Wednesday, July 10, 2019

Going back to work after having a baby.

Going back to work for me was a really tough decision. I didn't have a job when I was pregnant so I had to find my way into the career I studied hard at university for, whilst juggling a family. For me I didn't have a 'time is up, go back to work' situation because during my maternity I was hunting for a job.


I knew it was going to be difficult. Although I longed to go back into a workplace, I dreaded the idea of leaving my little boy.

The first big step came when I was offered one day at my partners work. It gave me that step-in that I needed, whilst letting me ease myself into a world away from Rupert.

Finding childcare was difficult. Looking at a long list of childminders and nurseries and trying to decide which one is best for us both. Then who do I leave him with, how can I trust them when I don't even know them. But it's a long process of finding the right person, having meetings and settling in days, getting him used to the idea that I won't always be there.

The first day was rough. Rupert cried when I left him, I cried as I walked away. Knowing it was going to be good for us both, but feeling completely heartbroken.

Financially, going back to work I wasn't earning any more. If anything it was putting us in a worse position. Weighing up the pros and cons was a huge part of the it.

Pros:

Being me again
This was probably the thing that outweighed everything. I was so excited to take time away from being 'Mom'. I longed for days when I could talk to other adults about what's on TV, drink a hot drink in peace and contribute to something and feel useful.

Socialising
This, I guess, is a part of being me again but I really looked forward to being able to socialise with adults.

Childcare
Childcare costs was a huge con but once we had found the right person to look after our little boy, everything was made a lot easier. He is able to go on lovely days out, play with new toys and interact with other children his age. He has come a long so much with his social skills since going to the childminder.

Making the most of it all
We spend less time together now and although it is a huge con, I find that I make the most out of every situation. I take in more and on our days together I put more effort into making them as good as possible.

Seperation
They say it makes the heart grow fonder and It is so true.
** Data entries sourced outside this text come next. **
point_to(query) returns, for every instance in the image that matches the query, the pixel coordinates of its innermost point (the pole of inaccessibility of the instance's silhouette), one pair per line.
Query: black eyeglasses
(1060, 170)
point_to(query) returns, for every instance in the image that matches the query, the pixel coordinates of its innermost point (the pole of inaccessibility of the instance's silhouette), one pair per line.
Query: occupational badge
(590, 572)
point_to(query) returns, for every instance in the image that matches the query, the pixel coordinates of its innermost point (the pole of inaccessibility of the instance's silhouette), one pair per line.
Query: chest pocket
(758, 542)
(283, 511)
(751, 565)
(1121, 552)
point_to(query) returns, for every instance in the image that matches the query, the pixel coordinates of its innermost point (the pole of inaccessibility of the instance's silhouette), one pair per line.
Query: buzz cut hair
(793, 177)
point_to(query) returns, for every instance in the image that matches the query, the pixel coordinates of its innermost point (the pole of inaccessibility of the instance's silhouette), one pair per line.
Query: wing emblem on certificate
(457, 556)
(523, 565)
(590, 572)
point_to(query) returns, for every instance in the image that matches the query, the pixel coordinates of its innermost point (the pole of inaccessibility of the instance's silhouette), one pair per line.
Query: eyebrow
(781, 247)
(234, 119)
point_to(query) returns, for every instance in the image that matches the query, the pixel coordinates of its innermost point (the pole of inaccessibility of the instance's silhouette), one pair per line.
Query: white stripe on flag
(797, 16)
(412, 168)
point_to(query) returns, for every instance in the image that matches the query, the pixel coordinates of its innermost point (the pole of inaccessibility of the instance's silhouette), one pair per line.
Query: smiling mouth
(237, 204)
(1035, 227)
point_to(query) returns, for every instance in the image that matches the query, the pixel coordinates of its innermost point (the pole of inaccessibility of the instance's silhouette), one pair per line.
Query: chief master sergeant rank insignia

On the days when I am alone at home with Ru I feel like I miss out on appreciating little things because I'm tired or worn out from a full day of play.When I go to work and get home to cuddles and bath time, they are more special.

Cons:

FOMO
The fear of missing out. I'm petrified that he is going to say his first sentence, explore a new place and  have more 'firsts' without me. I want to be there for everything and I feel like I'm failing as a parent by not being there. The worst feeling is picking him up after a day of not being together and he falls asleep in the pram, done for the night. Feeling like I've missed an entire day of being with him, one ill never get back again.

Childcare
Paying for someone I don't know very well to look after my kid was a hard thing to get my head around and paying for childcare means that I pretty much break even with my wages. So financially I wasn't gaining anything by putting him in childcare. I felt selfish, because I was doing this for me. But as time goes by you realise they benefit to.

Physically draining
Having a full time job, keeping up a household and having to look after a baby too is extremely draining. It takes a while to get used to. Early mornings to get the both of you ready to get to the childminders before going to work, then pick up and the night time routine which turns into late nights.

Routine
Establish a routine with a little one is so hard and I've found that on the days Ru is at the minders his routine is thrown and it echos throughout the week. It's not her fault as she has to do what's best for all children and she takes them out. But coming home later than usual means I have to try and keep him awake til bedtime and sometimes bedtime doesn't even happen because of late naps.

Going back to work isn't for everyone and I've been lucky that I have been given opportunities to get into a career that I love. I can combine my love for blogging and working. I honestly think it would have been a thousand times more difficult to go back to work if it was into a job I didn't like.

I realise I'm very fortunate to work for a company too that realise my kid always comes first and supports me with that. I am given flexibility to work alongside my family and not having to try and fit them in. I don't have to feel guilty in the workplace.